Telegram suddenly silent Is TELEGRAM_BOT_TOKEN_DEFAULT valid? LOG_LEVEL=DEBUG skips sends. Bot revoked, chat removed bot, or LOG_LEVEL left at DEBUG.
One profile never runs uv run python -m automation render-crontab — is its line present? Profile/task enabled: false in jobs.yaml, or its flock lock is stuck held by a hung run (restart clears it).
ModuleNotFoundError after a deploy journalctl -u monitoring -n 50 Forgot uv sync --frozen after a pyproject.toml/uv.lock change.
Cache/dedupe acting up ls -l /srv/cache Wrong perms (must be writable by the runner user) or a corrupt cache file — safe to delete; it re-seeds.

Where things live

  • Source tree: /srv/monitoring (owned by the deploy user).

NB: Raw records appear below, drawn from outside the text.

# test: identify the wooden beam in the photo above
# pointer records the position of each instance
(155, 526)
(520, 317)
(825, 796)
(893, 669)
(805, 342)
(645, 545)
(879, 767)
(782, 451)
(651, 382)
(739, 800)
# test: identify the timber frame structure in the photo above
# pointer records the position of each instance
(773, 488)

  • Python venv: /srv/monitoring/.venv (created by uv sync).
  • Cache / dedupe state: /srv/cache (owned by the deploy user; the unit grants it via ReadWritePaths and sets CACHE_DIR=/srv/cache, which utils.cache resolves every cache file against). A profile only overrides a cache basename in automation/jobs.yaml when it needs an isolated file (e.g. daily).
  • Env file: /etc/monitoring/.env (mode 0640, root:; operator-supplied, not in git).
  • systemd unit: /etc/systemd/system/monitoring.service.
  • Rendered crontab: /tmp/crontab (per-service PrivateTmp; regenerated on every start).
  • Code sync: no separate unit — the multisig profile's pre-run git pull --ff-only (sync_before_run in jobs.yaml) every 10 min. The unit grants the repo write access via ReadWritePaths=/srv/cache /srv/monitoring so the pull can update .git/ under ProtectSystem=strict.